Dream11 posts higher profit, revenue; auditor flags risk from GST demand
Dream11's auditor SR Batliboi & Co, an affiliate of EY, said the notices issued to the company by GST authorities seeking more than Rs 28,000 crore in past tax dues “may cast significant doubt on the group’s ability to continue as a going concern”.

The company, which is facing a tax demand for more than Rs 28,000 crore from the GST authorities, posted a profit of Rs 188 crore on revenue of Rs 6,384 crore for the year ended March 31, 2023, according to the filings sourced from Tofler.
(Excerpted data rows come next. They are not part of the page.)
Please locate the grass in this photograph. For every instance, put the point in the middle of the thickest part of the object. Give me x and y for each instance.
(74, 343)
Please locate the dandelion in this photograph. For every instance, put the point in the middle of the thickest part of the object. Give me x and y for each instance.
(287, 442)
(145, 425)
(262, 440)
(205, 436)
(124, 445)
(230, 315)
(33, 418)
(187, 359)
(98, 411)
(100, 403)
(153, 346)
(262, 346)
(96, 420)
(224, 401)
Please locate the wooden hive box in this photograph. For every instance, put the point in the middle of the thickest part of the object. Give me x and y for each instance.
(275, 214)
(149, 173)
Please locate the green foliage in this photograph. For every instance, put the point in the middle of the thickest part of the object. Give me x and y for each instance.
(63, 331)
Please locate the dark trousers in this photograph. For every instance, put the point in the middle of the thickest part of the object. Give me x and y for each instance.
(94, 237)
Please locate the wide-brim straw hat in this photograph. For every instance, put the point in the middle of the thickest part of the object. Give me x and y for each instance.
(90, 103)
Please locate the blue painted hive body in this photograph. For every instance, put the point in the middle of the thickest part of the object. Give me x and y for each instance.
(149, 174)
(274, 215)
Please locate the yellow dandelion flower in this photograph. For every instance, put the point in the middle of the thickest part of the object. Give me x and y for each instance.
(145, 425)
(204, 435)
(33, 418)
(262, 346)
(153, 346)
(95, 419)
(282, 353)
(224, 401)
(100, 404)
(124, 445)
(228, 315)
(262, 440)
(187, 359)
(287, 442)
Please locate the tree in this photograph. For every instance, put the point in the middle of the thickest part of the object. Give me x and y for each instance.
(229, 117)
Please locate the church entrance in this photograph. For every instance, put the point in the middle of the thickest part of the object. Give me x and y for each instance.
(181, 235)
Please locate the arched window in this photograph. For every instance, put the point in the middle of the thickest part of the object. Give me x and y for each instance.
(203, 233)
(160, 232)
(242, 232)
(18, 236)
The company’s auditor, EY affiliate SR Batliboi & Co, noted in Dream11’s financial statements that the demand over past dues “may cast significant doubt on (the) group’s ability to continue as a going concern”.
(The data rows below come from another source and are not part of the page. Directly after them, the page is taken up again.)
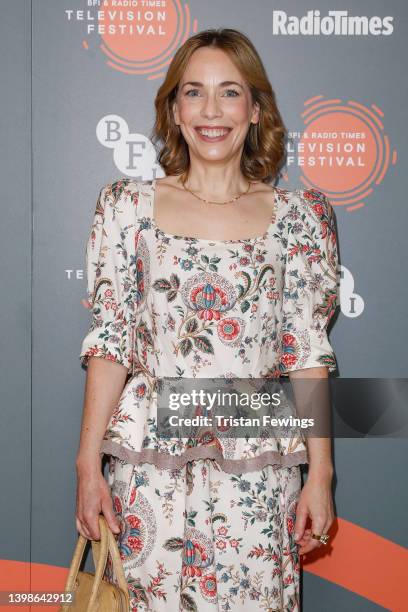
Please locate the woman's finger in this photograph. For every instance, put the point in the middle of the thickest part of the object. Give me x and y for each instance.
(82, 529)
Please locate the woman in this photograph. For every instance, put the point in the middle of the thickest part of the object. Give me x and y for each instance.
(207, 272)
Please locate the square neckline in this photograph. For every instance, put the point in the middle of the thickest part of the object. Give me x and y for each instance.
(209, 240)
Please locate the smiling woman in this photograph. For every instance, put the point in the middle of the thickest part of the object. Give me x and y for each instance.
(208, 522)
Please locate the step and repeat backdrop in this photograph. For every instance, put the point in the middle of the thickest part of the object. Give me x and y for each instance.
(78, 87)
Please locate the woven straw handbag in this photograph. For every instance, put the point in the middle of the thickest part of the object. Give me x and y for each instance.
(92, 592)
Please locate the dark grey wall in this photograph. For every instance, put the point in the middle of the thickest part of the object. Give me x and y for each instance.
(16, 281)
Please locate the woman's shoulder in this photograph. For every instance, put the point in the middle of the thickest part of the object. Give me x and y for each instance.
(122, 193)
(124, 184)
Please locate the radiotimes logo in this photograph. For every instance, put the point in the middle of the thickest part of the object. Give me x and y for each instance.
(135, 36)
(343, 150)
(335, 23)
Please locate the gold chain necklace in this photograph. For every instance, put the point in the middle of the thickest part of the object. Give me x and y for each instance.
(211, 201)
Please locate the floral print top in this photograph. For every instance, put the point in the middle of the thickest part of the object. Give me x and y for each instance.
(175, 306)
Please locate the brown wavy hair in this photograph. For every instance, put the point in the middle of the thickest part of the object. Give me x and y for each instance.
(264, 147)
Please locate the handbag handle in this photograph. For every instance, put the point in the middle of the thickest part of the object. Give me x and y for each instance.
(100, 554)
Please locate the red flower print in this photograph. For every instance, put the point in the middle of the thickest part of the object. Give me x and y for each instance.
(288, 360)
(319, 209)
(288, 340)
(243, 261)
(290, 524)
(208, 585)
(133, 521)
(191, 570)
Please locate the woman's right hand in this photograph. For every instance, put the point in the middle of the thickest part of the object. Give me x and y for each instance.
(93, 498)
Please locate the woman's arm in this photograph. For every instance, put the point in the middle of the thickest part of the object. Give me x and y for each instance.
(315, 500)
(104, 384)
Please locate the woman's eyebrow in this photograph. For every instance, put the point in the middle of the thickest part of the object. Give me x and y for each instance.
(223, 84)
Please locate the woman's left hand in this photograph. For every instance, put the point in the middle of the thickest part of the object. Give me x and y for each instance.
(315, 501)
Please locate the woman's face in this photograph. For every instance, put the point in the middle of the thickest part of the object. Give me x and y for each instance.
(213, 94)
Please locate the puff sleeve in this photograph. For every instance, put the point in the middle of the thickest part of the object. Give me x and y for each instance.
(310, 284)
(110, 333)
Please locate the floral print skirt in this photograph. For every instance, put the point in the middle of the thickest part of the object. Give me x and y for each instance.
(197, 538)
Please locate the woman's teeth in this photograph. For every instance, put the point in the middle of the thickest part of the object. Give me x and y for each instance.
(212, 133)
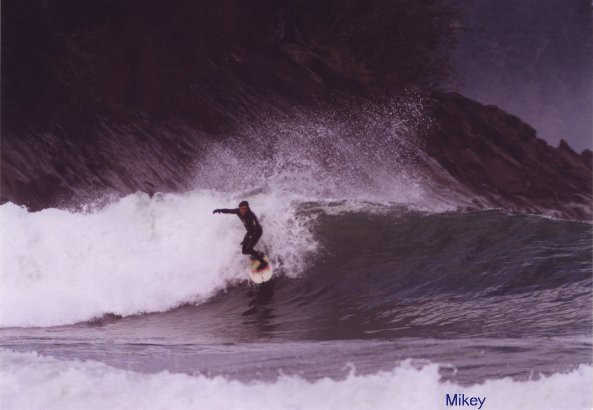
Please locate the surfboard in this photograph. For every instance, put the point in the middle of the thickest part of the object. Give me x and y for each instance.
(260, 276)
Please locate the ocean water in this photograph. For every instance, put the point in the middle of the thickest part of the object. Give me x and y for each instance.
(388, 293)
(145, 303)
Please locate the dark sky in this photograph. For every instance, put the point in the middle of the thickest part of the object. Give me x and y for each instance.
(534, 59)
In accounting terminology, a ‘going concern’ is an entity which has sufficient resources available to continue making money and avoid the risk of bankruptcy for the foreseeable future.
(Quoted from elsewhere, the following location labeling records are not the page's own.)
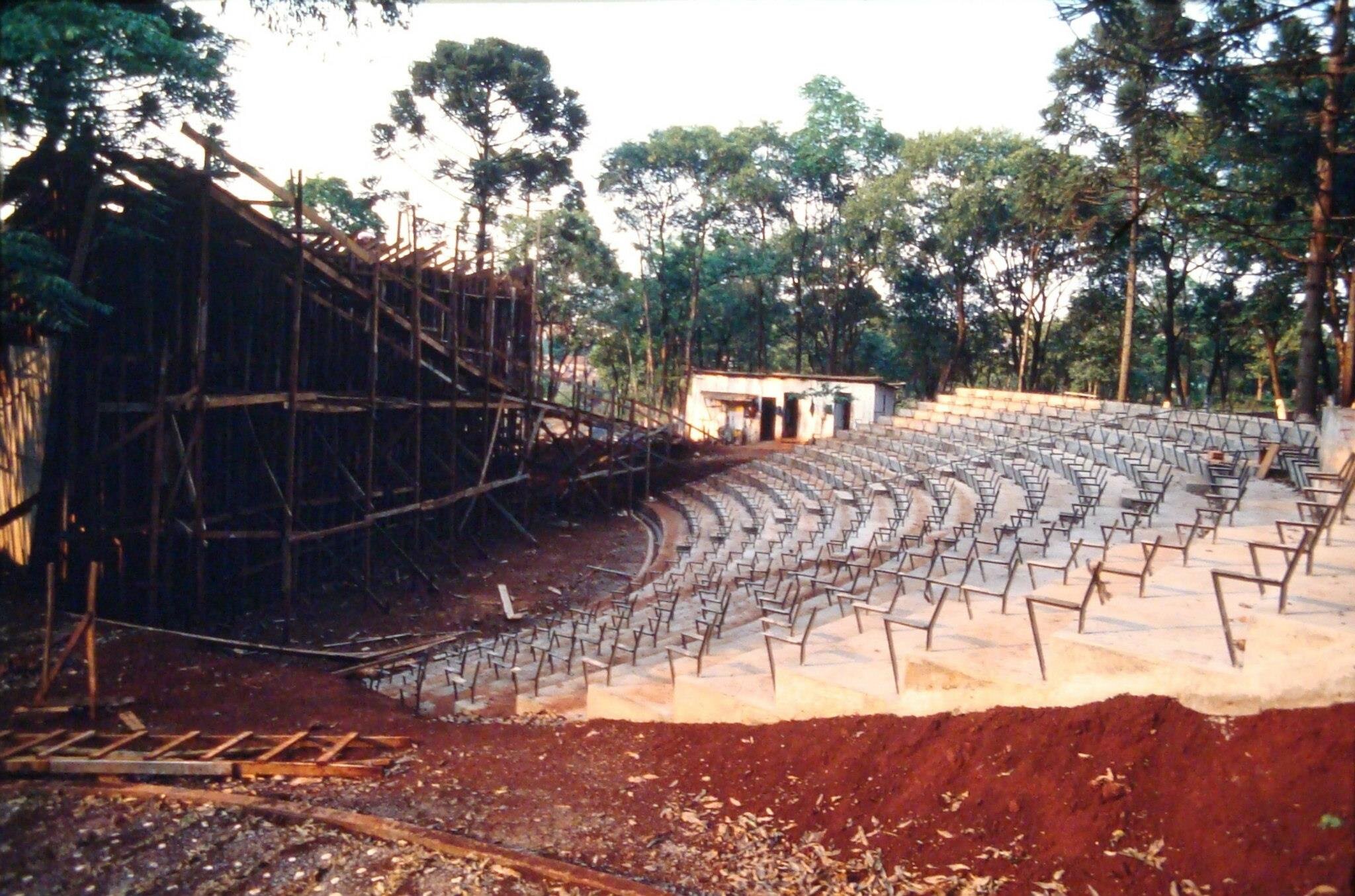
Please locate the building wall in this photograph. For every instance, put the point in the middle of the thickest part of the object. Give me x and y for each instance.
(816, 412)
(23, 425)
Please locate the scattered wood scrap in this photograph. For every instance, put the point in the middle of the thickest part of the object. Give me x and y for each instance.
(241, 754)
(402, 833)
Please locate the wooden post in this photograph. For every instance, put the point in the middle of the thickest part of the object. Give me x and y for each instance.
(157, 464)
(200, 382)
(293, 374)
(91, 662)
(373, 372)
(46, 627)
(416, 332)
The Tiger Global-backed company has contested the tax demand.
In September, ET reported that the Directorate General of GST Intelligence had issued notices worth Rs 55,000 crore to Dream11, Games 24x7 and Head Digital Works.

After the implementation of the new GST regime for online real money games in October 2023, Dream11 had projected a significant worsening of its financial performance and cut its profit target for FY24 by 80%.
Under the new regime, online real money gaming platforms are subjected to a 28% levy on the full face value of bets placed, compared with 18% tax paid earlier on the platform fee, or the gross gaming revenue (GGR).
GGR, which is a percentage of bets placed on the platform, is the only source of operating revenue for Dream11, according to the company.
Dream11 is the biggest fantasy sports platform in India by revenue.
On December 6, Mobile Premier League (MPL) reported a narrower loss of $37.04 million for FY23, compared with $194.47 million the previous year. Revenue grew 63%, while expenses reduced.
In November, ET reported that Dream11’s parent company Dream Sports, was seeking to become a sporting conglomerate, as the fantasy sports platform — its core business — grappled with GST issues.
Cofounder and CEO Harsh Jain had said in an interview at the time that Dream Sports would look at making strategic bets on sports and allied sectors such as sports commerce, content, experiences, fitness and healthtech to widen its revenue streams.